Christmas in Pushkar
Our travel has begun. Our destination was Diu but we didn’t reach it till Christmas. Instead, we were in Pushkar during Christmas eve.
The atmosphere is unique… because it is so small, you don’t have to walk far to see a bit of rural India. It’s stunning that so close to a tourist centre, there are still these kind of villages. The town itself is built around a small lake like you would expect of an Oasis-town.
We spent Christmas eve at a restaurant which organized a Hindi devotional music group which I believe were some kind of gypsies. Otherwise, it was really funny and interestingly decorated: Balloons and other colorful stuff hang from some trees, some firework volcanoes were started and a big “Happy Christmas” was laid on the ground with orange flowers. It all felt a bit like “Happy birthday, Jesus!”. ;)
I don’t like Hindi devotional too much (a Christian chorus is singing of angels as compared to that) so I wanted to leave fast after we finished our dinner and drank our lassies.
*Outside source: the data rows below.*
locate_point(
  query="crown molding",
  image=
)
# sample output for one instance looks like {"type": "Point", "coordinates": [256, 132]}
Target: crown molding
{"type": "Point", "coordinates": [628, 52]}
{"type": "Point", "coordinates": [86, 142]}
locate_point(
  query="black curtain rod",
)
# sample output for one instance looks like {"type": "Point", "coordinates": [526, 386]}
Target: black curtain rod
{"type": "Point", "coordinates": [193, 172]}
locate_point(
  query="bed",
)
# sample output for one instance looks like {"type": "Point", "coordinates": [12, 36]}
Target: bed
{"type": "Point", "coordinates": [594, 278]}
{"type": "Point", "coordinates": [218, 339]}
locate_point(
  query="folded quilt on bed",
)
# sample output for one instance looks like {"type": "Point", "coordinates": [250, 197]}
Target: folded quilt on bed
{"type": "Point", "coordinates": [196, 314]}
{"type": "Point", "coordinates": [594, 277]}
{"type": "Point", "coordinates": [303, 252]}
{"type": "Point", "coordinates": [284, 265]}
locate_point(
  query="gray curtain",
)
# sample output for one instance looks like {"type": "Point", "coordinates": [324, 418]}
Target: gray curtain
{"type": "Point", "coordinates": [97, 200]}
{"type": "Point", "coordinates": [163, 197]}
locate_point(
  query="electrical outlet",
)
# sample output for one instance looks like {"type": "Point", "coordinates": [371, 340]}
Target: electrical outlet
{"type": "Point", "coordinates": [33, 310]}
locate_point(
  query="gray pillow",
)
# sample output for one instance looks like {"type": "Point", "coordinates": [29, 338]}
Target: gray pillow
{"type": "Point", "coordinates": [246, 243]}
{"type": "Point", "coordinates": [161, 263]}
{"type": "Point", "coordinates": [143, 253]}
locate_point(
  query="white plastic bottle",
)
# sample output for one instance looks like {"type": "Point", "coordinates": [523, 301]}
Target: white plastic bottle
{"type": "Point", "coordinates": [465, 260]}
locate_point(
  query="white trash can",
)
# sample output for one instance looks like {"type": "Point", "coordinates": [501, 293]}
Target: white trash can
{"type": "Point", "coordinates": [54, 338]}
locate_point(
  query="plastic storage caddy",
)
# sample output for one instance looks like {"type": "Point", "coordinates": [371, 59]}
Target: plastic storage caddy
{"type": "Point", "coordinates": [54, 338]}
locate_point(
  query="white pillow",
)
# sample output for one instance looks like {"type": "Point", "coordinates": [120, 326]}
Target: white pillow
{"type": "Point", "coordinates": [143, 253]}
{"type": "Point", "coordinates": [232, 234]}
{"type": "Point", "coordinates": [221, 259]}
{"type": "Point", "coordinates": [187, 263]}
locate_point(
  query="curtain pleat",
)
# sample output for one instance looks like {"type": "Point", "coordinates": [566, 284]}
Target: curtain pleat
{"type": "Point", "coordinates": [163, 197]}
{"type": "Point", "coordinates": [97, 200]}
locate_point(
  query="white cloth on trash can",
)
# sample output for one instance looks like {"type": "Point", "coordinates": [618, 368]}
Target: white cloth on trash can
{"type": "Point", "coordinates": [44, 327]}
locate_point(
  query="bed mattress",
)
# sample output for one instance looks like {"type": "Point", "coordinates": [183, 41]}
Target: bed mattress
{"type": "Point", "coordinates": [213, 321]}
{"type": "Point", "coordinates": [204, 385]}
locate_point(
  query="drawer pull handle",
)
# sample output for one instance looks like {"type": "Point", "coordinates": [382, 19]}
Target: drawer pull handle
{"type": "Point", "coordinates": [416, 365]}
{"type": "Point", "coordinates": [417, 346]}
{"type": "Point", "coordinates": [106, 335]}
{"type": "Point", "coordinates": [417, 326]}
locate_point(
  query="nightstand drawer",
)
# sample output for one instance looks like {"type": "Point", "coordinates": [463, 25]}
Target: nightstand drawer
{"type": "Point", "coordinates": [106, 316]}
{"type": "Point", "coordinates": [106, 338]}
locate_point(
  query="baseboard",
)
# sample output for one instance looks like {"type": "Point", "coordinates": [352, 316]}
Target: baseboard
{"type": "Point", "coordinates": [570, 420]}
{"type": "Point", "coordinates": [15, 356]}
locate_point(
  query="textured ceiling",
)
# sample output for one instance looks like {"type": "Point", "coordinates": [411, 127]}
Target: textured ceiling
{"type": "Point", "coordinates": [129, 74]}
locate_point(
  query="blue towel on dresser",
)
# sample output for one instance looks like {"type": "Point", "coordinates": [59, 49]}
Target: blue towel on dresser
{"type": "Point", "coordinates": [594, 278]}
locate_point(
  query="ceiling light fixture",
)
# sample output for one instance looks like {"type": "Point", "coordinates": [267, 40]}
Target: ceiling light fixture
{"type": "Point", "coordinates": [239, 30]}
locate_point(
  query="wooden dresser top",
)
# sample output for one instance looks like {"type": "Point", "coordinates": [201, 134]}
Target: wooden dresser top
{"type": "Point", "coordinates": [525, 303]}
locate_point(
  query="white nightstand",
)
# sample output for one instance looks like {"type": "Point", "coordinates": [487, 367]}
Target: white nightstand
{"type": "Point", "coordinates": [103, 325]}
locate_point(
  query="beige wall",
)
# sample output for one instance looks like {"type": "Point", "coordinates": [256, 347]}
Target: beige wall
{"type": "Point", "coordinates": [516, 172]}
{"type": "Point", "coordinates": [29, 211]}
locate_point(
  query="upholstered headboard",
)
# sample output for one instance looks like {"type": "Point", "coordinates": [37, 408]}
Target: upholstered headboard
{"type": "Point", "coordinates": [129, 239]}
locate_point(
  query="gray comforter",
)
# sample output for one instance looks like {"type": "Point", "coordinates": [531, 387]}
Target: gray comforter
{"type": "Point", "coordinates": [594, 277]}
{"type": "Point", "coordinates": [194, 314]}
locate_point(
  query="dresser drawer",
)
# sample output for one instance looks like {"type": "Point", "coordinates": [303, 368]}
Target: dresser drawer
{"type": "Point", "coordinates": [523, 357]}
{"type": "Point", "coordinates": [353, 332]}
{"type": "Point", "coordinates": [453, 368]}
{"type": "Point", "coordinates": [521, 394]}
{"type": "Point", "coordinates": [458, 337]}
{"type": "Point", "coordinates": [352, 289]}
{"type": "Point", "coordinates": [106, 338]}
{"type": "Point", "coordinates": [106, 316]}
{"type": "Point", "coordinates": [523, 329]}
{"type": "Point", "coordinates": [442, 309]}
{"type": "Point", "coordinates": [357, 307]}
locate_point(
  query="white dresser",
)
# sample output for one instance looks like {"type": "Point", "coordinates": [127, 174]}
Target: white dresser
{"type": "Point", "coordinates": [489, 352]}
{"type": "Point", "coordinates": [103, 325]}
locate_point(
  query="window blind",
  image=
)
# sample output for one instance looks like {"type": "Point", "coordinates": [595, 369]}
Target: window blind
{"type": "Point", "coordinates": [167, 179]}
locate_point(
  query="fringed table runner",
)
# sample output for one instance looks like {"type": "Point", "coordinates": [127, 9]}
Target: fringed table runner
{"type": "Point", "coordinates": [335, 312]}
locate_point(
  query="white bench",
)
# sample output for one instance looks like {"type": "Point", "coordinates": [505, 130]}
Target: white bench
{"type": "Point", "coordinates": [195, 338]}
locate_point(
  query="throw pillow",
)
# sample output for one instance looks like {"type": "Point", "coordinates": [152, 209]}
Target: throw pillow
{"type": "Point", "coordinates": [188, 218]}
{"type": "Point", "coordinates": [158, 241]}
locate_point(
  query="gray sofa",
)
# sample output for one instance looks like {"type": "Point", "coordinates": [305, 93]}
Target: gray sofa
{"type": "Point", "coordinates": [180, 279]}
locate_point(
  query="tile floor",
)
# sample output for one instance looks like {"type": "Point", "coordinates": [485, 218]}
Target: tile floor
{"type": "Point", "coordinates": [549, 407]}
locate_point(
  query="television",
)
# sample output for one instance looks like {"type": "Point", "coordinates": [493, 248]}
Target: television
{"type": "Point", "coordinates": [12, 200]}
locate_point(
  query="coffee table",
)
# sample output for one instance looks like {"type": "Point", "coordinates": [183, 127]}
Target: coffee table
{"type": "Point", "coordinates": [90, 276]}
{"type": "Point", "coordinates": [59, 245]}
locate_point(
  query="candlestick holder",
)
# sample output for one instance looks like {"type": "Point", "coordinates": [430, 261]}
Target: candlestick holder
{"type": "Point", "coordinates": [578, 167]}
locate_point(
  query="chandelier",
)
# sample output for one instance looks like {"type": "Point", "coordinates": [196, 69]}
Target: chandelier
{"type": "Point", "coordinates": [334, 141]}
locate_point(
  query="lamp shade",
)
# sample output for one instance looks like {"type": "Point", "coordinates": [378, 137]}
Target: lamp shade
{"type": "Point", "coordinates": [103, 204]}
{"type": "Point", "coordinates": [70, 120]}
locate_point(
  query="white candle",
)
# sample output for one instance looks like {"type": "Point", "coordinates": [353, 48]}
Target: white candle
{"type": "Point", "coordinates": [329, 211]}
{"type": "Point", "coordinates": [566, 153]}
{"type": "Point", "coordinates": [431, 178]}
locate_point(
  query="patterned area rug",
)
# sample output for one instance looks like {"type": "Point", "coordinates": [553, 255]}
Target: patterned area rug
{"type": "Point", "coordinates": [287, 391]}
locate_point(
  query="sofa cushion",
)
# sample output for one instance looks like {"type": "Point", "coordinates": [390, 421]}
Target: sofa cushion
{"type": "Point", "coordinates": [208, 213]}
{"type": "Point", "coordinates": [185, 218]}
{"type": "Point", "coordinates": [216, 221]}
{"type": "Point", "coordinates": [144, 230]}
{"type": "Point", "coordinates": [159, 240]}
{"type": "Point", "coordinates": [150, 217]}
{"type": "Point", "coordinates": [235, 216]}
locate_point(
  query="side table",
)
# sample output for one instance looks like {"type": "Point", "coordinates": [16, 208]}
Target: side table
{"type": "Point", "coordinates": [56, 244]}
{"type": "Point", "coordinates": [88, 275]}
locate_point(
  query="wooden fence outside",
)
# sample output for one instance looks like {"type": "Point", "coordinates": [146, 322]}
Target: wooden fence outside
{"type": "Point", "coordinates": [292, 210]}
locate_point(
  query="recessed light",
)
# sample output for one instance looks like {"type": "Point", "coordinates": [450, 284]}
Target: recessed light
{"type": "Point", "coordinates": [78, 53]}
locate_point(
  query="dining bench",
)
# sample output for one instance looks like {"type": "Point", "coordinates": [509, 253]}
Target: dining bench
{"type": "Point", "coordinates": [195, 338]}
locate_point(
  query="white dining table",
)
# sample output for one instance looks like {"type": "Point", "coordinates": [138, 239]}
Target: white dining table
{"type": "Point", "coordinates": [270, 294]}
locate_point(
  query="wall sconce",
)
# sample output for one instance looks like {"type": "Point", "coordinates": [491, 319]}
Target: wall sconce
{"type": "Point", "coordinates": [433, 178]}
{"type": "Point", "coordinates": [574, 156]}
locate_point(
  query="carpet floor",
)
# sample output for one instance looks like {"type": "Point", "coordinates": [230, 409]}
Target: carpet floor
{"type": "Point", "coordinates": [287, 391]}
We walked around the empty streets of Pushkar at night. The feel is completely different – it looks like another town, no, even another world or time. This applies to other Indian cities at night as well. Only without the noise, the sellers, tourists, beggars, the traffic and the light, one can experience this monumental and solemn athmosphere. Which looked so ordinary and normal at daytime, appears then so alien and exotic again. Esther wrote a very nice poem about that:
“She is another country by night.
She resists us,
Wrapping herself in her cloak of history.
She sings the silent songs
Of past lovers and lives,
Wars and wides of worships.
That have swung between the silence
Of her nights.
Her face regains it’s mystery
in with the inscrutable shadows;
moonlight on water;
a distant day; The echo of footsteps
The plash old sigh of the lake.
A private solemn dance with herself
And we are, again, foreigners.”
Later I talked with a Canadian and an Indian backpacker. The Westerner thought that bhang (blend of Marijuana) is actually not forbidden in Rajasthan. But the other one corrected him and said that it is illegal there, but no one cares. Actually, every family has a bit in their household. This is a very small difference, really.
This reflects in the way bhang is distributed in Pushkar: Many restaurant have “Special Lassi” or “Special cookie” even on their menu. When I asked what precisely is in there, the waiter replied “Well, do you know this plant,… Marijuana?” and added a little bit uncomfortably “… actually, it is illegal so we have to write ‘special’ instead of ‘bhang’.”. He seemed to be more concerned with not being allowed to write bhang in the menu than that bhang is illegal. ;)
The owner of the very small hotel we stayed in named his Lassi “Megic Lassi” (inclusive the spelling mistake). A very small and cosy hotel, the owner is very friendly.